И вот провожу я, значит, ключом по датчику и тут понимаю, что за спиной кто-то стоит. Я замер. Нехорошее такое ощущение! Хорошо, если это Киловатыч, а если это вохра? Тогда пиши пропало. О том, что со мной будет, если это сам куратор, я даже думать не хотел.

Ну стою я так, думаю, а сам весь в напряжении. А тут сзади тоненько так вздохнули, и я расслабился. Ну конечно, это Натали. Везде свой нос засунет: работа у нее такая. Поворачиваюсь я к ней, смотрю сверху вниз. А она маленькая такая, худенькая, пробор такой ровненький в светлых волосах, платье, как всегда, длинное, темное. Смотрит на меня с укором, но Киловатыча, надо отдать ей должное, не зовет. А потом шепотом так меня спрашивает:

– Ты куда собрался, Соловьев?

Соловьев – это моя фамилия.

– Надо, – говорю, – очень, Наталья Анатольевна. А то разве бы я посмел? – и слышу, как щелкнул за спиной замок. Это дверь открылась.

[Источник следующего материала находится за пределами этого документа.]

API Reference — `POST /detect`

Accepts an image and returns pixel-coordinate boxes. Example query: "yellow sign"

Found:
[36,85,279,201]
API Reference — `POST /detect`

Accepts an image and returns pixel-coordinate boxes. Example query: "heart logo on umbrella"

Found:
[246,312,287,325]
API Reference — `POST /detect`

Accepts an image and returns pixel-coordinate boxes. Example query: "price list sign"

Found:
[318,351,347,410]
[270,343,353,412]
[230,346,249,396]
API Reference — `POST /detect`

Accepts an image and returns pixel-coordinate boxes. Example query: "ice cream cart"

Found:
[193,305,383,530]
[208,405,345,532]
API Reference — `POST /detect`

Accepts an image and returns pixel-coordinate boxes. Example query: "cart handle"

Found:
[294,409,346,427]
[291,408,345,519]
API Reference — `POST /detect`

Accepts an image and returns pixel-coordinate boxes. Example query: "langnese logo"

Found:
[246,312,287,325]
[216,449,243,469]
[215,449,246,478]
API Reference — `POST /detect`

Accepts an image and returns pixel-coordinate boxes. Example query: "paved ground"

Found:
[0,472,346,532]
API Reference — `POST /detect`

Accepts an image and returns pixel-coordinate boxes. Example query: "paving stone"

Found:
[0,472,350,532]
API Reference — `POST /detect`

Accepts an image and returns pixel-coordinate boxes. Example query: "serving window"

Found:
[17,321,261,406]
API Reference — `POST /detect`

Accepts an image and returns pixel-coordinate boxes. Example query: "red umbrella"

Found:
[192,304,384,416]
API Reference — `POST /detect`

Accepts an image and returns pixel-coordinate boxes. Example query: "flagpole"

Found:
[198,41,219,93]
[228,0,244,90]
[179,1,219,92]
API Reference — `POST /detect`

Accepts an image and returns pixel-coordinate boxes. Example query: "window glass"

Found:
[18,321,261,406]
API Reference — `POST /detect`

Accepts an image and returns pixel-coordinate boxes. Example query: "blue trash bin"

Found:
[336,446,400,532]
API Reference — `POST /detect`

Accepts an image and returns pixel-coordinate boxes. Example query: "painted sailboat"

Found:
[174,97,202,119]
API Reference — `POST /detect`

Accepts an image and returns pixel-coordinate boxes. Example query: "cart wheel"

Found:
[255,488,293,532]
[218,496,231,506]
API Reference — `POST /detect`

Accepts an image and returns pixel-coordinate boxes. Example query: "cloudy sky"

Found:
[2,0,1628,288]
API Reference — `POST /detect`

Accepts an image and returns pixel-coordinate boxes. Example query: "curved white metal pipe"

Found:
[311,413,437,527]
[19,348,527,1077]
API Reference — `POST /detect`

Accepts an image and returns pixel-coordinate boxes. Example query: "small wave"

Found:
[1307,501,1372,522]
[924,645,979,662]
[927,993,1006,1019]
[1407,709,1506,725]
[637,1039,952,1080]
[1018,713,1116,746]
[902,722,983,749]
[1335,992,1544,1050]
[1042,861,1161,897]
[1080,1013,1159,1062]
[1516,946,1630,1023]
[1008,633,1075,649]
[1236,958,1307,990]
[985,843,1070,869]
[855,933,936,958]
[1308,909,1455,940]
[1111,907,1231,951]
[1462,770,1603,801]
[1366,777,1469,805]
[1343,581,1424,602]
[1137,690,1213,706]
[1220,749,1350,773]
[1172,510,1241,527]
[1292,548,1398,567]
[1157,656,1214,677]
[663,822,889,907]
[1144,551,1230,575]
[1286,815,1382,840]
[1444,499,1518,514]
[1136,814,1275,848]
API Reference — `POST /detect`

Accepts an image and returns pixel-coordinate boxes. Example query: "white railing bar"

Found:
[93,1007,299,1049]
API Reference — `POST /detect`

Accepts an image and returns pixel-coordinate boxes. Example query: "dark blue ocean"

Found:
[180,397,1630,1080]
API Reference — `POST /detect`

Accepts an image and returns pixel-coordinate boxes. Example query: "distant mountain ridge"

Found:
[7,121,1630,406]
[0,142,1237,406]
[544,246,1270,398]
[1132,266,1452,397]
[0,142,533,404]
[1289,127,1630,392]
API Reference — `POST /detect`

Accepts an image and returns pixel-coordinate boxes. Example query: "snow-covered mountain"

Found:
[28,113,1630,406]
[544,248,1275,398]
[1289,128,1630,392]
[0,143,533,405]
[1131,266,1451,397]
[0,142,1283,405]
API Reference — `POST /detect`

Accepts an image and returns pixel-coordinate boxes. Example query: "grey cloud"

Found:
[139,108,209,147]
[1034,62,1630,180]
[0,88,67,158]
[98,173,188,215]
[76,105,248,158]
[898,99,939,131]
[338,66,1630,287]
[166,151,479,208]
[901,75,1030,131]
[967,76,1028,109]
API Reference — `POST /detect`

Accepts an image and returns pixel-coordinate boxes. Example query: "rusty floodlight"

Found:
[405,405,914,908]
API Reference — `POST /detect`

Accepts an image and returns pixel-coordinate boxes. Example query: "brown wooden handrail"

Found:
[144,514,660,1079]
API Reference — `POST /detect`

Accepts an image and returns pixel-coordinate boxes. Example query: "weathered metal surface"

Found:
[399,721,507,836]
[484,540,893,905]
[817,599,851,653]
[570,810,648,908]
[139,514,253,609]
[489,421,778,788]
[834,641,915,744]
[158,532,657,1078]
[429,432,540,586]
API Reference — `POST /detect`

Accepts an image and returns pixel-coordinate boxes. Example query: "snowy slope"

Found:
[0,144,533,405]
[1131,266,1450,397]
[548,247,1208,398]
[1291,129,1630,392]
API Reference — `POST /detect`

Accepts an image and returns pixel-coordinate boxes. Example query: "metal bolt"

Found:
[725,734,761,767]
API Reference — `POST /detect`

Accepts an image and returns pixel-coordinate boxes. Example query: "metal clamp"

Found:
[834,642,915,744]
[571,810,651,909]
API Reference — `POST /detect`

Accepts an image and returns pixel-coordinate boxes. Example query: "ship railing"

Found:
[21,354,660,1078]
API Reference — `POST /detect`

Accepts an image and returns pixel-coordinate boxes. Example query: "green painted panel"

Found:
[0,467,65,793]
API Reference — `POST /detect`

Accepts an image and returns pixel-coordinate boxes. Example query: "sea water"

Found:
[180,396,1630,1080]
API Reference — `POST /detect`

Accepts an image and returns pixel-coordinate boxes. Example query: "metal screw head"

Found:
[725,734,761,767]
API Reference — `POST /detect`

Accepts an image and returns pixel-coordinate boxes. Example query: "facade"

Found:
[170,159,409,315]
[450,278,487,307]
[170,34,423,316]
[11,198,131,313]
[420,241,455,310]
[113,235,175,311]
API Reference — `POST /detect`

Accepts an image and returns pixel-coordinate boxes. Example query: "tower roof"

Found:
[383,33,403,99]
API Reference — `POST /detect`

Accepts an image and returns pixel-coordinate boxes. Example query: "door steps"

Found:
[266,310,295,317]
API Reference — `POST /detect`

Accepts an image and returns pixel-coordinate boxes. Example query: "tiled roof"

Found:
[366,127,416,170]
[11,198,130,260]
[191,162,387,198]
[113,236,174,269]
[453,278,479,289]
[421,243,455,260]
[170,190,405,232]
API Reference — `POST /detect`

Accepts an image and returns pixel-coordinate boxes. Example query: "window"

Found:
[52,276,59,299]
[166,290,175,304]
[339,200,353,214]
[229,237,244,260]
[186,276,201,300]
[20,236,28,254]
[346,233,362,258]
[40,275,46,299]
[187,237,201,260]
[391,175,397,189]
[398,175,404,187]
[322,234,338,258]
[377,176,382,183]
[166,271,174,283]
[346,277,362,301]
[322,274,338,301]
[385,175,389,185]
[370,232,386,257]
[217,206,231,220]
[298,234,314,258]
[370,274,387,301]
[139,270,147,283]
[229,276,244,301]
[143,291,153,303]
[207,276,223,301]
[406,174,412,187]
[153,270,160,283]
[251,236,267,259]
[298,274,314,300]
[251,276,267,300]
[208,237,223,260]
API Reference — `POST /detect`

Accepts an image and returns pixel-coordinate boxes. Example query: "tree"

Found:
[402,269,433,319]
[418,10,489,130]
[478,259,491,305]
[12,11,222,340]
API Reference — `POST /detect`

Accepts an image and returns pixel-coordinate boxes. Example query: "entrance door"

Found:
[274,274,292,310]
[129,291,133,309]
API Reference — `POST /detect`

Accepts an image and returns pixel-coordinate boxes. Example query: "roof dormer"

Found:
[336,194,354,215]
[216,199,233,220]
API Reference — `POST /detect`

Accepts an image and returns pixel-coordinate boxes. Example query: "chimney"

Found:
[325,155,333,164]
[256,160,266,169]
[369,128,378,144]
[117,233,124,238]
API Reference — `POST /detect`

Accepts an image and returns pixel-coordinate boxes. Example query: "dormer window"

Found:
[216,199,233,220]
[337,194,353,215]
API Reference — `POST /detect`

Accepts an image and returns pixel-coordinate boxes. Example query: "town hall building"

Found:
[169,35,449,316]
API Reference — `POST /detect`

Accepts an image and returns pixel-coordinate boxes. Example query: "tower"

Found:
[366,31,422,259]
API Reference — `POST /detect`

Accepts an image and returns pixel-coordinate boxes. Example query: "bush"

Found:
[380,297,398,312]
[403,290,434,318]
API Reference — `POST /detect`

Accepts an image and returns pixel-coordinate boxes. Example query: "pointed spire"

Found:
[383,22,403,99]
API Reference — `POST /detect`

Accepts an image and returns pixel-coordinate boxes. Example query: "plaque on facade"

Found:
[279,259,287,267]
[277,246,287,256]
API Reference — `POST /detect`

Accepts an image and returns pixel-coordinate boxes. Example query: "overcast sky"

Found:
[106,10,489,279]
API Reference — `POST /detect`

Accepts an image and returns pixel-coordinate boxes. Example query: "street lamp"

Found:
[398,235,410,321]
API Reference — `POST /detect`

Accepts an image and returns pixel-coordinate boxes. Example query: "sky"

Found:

– А правила внутреннего распорядка, Соловьев, для тебя не указ? – тихо так она спрашивает.

Главное, в таких случаях – не оправдываться, раз оправдываешься, значит, виноват.

– А кому они указ? – отвечаю. – Может быть, Чике и его компании? Или вон лидеру Евгении, которая что ни ночь, то нового мужика к себе в комнату приводит? Да и поздно меня воспитывать, все, вырос я уже, Наталья Анатольевна.